Von Vincenzo Delle Donne Rom. Der italienische Tifoso ist dieser Tage gefangen in einer Atmosphäre zwischen Hoffen und Bangen.

Von Vincenzo Delle Donne

Rom. Der italienische Tifoso ist dieser Tage gefangen in einer Atmosphäre zwischen Hoffen und Bangen. Natürlich hofft er, dass seine Nationalmannschaft heute (13.30 Uhr, live im ZDF) Mexiko schlägt und damit ins WM-Achtelfinale einzieht. Er befürchtet aber auch, dass Giovanni Trapattonis Truppe ein weiteres prominentes Opfer des Favoritensterbens in Fernost werden könnte. Muss nach Frankreich und Argentinien auch Italien vorzeitig nach Hause reisen? Die Verärgerung über die Niederlage gegen Kroatien lähmt die Fans. „Auf dieser Weltmeisterschaft lastet ein unsäglicher Fluch“, sagt Italo Cucci, der Chefredakteur der Sporttageszeitung „Corriere dello Sport“. Wenn Italien heute nicht siegt und zur selben Zeit Kroatien die abgeschlagenen Ekuadorianer bezwingt, ist der dreimalige Weltmeister ausgeschieden.

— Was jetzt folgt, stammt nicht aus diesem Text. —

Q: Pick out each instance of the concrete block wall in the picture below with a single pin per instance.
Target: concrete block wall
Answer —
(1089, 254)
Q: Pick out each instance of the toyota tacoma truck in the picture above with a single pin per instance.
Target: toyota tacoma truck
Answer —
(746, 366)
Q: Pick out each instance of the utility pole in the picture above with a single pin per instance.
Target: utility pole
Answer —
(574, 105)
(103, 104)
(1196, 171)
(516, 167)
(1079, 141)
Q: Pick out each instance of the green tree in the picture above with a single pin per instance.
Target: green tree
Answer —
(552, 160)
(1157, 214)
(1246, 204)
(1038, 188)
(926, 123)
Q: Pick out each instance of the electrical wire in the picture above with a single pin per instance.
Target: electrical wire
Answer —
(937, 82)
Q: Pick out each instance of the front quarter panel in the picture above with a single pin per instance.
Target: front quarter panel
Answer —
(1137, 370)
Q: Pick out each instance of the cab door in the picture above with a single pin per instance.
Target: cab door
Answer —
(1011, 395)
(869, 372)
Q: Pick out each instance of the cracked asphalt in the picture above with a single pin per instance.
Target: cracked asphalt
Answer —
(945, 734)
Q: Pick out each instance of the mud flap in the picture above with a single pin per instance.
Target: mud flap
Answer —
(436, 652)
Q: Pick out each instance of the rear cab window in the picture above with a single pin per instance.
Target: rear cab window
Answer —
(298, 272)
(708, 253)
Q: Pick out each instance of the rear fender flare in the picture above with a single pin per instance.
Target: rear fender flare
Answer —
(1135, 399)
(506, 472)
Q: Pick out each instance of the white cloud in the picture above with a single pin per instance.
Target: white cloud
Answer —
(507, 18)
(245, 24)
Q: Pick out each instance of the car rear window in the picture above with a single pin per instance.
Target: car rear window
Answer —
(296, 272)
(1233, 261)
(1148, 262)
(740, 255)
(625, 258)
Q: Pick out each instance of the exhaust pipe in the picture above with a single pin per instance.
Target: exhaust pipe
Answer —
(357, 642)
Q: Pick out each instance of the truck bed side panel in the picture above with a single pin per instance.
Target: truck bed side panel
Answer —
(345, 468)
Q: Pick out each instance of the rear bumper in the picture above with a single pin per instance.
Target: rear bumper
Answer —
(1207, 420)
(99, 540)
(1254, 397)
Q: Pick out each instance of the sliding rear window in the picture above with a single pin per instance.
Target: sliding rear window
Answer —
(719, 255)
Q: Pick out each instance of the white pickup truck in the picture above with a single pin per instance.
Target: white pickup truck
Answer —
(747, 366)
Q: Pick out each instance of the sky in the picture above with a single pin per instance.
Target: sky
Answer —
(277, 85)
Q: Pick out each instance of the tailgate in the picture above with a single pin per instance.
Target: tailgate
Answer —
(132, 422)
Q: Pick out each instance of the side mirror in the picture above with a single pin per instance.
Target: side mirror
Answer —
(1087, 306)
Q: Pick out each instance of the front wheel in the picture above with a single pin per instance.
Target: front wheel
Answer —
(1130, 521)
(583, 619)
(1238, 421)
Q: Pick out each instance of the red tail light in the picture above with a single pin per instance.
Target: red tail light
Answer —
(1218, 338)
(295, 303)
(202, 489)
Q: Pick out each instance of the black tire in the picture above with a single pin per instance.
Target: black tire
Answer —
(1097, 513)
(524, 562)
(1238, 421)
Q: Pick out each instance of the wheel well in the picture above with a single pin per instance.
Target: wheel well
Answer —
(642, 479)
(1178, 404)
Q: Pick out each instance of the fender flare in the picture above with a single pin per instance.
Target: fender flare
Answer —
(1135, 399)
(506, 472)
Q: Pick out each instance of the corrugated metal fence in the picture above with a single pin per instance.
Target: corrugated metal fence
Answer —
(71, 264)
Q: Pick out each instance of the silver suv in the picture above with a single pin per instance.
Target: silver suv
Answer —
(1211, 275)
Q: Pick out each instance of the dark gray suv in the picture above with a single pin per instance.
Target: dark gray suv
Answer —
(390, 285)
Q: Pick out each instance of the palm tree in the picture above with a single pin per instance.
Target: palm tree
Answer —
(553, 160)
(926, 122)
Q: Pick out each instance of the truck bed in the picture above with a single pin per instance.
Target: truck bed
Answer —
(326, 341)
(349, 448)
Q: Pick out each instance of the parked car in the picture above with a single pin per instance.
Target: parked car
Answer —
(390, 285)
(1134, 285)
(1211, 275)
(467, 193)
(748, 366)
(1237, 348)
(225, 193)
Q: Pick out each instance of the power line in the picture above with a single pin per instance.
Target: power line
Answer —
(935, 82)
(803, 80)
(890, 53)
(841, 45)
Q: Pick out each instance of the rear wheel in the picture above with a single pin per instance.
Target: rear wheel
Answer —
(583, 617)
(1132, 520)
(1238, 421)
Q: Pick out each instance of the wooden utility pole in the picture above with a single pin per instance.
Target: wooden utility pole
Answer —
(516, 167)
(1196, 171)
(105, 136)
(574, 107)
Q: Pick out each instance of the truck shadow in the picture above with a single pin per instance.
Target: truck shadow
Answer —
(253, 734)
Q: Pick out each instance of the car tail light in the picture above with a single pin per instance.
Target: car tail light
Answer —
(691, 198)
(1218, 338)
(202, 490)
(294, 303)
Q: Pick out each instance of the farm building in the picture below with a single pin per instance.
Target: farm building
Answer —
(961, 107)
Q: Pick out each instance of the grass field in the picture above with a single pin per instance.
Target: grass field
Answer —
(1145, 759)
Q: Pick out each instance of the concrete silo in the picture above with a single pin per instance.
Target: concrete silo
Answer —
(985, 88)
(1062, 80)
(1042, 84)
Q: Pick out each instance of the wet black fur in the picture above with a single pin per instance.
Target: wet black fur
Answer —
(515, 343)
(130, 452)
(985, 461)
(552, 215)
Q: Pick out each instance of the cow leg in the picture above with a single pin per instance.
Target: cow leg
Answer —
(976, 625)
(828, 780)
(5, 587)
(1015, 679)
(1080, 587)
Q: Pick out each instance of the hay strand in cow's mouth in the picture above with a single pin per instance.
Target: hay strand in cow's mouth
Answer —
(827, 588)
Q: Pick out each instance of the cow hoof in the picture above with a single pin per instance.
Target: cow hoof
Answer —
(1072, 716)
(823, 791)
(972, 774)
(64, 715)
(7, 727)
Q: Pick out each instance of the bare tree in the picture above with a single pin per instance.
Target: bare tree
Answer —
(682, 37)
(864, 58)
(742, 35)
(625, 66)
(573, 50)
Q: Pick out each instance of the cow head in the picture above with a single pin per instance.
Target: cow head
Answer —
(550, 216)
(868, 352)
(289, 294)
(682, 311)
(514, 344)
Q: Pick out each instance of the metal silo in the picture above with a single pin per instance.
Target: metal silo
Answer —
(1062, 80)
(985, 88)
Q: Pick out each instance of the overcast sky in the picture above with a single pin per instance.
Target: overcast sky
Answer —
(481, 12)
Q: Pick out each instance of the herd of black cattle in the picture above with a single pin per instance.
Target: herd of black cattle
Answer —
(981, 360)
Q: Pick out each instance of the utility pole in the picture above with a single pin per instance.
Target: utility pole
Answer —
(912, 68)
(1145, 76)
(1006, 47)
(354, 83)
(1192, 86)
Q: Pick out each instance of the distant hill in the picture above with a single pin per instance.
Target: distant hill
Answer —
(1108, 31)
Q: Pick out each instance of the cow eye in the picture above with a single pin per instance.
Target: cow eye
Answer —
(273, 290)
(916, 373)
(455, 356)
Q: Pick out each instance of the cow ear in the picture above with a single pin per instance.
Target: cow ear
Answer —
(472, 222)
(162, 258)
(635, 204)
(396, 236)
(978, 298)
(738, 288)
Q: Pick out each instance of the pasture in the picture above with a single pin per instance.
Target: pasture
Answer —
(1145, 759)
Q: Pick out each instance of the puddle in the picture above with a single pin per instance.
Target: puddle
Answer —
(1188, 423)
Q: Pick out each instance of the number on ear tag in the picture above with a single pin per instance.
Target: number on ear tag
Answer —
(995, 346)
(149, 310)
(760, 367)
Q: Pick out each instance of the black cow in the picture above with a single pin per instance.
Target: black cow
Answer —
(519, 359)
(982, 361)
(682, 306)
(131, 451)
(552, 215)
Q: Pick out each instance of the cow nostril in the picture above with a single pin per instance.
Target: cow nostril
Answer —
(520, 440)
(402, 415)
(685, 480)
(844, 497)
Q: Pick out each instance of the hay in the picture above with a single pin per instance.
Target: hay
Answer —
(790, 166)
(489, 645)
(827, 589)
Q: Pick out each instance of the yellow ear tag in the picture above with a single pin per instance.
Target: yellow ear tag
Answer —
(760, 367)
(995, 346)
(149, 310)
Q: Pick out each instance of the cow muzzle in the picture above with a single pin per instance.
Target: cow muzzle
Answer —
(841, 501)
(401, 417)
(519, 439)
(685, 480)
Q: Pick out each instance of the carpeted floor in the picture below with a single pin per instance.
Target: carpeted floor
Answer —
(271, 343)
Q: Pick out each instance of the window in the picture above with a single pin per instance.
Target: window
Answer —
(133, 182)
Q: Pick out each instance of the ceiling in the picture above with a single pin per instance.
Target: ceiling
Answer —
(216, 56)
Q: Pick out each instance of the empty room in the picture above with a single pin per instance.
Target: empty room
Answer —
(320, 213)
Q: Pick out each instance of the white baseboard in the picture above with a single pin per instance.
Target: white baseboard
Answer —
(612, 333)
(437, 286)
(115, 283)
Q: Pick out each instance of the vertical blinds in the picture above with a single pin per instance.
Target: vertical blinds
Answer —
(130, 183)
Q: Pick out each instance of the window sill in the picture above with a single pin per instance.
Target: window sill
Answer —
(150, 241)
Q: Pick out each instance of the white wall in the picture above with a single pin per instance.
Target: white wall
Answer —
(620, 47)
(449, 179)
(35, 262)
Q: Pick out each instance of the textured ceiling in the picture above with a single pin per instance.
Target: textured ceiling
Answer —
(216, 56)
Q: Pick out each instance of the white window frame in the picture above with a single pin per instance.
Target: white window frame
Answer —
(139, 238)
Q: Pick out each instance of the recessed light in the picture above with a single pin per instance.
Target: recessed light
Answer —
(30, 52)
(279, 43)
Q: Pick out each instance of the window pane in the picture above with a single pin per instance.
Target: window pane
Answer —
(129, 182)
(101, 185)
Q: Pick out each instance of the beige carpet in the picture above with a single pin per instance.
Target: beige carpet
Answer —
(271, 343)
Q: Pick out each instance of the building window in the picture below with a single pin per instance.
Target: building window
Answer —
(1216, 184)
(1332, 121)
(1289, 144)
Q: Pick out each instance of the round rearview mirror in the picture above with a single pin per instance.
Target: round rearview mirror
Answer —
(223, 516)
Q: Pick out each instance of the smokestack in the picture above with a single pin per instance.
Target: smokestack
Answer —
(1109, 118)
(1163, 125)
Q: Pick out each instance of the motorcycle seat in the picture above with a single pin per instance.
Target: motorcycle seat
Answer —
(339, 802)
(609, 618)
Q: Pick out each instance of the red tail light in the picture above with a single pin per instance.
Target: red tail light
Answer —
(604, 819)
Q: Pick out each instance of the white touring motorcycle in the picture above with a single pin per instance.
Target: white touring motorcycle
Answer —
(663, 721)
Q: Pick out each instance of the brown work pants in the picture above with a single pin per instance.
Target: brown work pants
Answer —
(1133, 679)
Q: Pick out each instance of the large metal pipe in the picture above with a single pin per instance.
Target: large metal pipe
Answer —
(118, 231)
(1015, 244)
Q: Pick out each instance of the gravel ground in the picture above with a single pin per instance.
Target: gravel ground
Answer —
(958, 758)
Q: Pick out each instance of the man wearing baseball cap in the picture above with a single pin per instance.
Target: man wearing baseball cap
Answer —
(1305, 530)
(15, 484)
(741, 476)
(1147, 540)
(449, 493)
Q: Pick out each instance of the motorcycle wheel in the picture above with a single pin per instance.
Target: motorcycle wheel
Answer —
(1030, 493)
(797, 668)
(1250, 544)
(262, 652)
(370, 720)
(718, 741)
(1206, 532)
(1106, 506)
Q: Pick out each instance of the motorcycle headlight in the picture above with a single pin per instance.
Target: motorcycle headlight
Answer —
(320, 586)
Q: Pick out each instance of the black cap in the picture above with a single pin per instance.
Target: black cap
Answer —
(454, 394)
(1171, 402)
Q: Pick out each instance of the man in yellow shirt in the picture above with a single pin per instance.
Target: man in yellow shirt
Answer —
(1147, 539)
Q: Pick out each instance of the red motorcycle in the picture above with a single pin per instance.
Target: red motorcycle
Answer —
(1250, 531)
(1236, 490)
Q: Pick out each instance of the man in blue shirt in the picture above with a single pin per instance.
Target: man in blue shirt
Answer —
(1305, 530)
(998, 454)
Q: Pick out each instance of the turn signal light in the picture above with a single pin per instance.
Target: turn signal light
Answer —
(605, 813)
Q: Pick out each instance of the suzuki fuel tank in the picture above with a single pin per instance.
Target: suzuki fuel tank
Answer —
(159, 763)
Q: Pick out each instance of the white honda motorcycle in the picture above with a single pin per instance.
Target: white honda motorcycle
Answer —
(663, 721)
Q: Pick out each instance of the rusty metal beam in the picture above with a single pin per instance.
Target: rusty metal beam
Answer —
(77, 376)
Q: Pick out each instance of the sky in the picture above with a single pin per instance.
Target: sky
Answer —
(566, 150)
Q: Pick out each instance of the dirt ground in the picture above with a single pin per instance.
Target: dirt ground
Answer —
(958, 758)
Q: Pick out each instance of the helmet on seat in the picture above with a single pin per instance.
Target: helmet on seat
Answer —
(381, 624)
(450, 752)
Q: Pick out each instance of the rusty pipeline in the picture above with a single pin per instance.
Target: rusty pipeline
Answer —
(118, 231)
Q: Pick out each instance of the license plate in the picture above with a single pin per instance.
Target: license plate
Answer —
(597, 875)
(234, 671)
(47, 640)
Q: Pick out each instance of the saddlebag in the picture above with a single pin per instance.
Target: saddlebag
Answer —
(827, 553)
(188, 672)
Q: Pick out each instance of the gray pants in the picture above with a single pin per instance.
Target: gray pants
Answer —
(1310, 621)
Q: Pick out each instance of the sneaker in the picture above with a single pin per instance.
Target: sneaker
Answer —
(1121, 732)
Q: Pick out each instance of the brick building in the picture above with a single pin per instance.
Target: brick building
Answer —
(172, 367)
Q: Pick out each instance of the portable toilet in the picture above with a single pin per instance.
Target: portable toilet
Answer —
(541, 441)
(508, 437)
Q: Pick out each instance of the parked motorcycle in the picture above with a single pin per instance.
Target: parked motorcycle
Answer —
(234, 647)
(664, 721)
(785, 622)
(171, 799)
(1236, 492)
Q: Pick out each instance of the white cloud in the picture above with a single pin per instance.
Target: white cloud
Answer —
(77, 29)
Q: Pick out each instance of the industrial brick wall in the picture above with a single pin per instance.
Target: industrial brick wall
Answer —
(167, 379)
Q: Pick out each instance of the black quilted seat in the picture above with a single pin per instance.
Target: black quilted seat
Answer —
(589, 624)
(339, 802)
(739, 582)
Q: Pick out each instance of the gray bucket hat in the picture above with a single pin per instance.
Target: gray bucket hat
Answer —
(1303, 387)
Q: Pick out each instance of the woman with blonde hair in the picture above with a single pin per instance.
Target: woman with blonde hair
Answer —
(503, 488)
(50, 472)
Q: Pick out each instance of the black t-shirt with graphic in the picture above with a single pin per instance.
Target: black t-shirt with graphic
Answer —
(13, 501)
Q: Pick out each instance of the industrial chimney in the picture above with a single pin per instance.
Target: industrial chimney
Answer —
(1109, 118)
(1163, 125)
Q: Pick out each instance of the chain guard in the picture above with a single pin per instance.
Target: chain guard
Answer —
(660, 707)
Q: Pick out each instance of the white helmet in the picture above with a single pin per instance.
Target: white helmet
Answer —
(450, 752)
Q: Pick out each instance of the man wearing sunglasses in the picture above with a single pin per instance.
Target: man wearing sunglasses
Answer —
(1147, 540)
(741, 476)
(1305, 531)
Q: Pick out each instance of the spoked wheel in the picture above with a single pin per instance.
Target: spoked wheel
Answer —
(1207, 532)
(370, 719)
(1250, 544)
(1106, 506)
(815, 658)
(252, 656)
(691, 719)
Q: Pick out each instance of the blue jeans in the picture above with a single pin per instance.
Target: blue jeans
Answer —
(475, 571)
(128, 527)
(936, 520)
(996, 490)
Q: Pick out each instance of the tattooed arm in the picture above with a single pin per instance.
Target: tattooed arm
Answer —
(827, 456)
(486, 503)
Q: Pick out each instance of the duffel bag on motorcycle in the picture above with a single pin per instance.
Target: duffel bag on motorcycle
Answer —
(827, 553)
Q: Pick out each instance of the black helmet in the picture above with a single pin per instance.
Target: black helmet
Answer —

In der allgemeinen Kritik nach dem 1:2 am Samstag gegen die Kroaten wurde Trainer Trapattoni genauso hart attackiert wie der italienische Fußballverband. Allgemein wurde beklagt, dass die italienische Delegation führungslos durch Ostasien irre und im Ensemble der Fußballmächtigen keine Stimme mehr habe. Franco Sensi, Präsident des AS Rom, schob die schmerzliche Niederlage gar auf den Machtverlust des italienischen Fußballs: „Ohne die Politik im Rücken gewinnt man keine Spiele“, sagte Sensi. Die italienische Abordnung beim Kongress des Weltverbandes Fifa habe vor zwei Wochen einen schweren Fehler begangen: Sie stellte sich bei der Wahl des Fifa-Präsidenten offen gegen den Amtsinhaber Joseph Blatter. Verbandspräsident Franco Carraro, der sich das Spiel gegen Kroatien aufgrund anderweitiger beruflicher Verpflichtungen via Fernsehen in Rom angesehen hatte, eilte sofort nach Japan. „Aber wenn wir gegen Mexiko nicht gewinnen, sind wir halt nur Mittelmaß und haben ein Weiterkommen nicht verdient“, sagt Carraro.

Politiker der Mitte-Links-Opposition sagen hinter vorgehaltener Hand schon, dass eine WM-Pleite bei aller Liebe für den Fußball durchaus etwas Gutes hätte. Ein möglicher WM-Erfolg würde nämlich das Land in einen so langen WM-Rausch versetzen, von dem die regierende Mitte-Rechts-Koalition nur profitieren würde. Bei einer Niederlage der Azzurri hingegen würde man schnell zur Tagesordnung überwechseln, in der allerlei wirtschaftliche, finanzielle und politische Probleme auf eine angemessene Lösung warten. Zurzeit wagen es nur wenige, den traditionellen Schlachtruf „Forza Italia!“, vorwärts, Italien!“ zu skandieren. Er könnte zu leicht als Wahlwerbung für die gleichnamige Partei von Ministerpräsident Silvio Berlusconi interpretiert werden.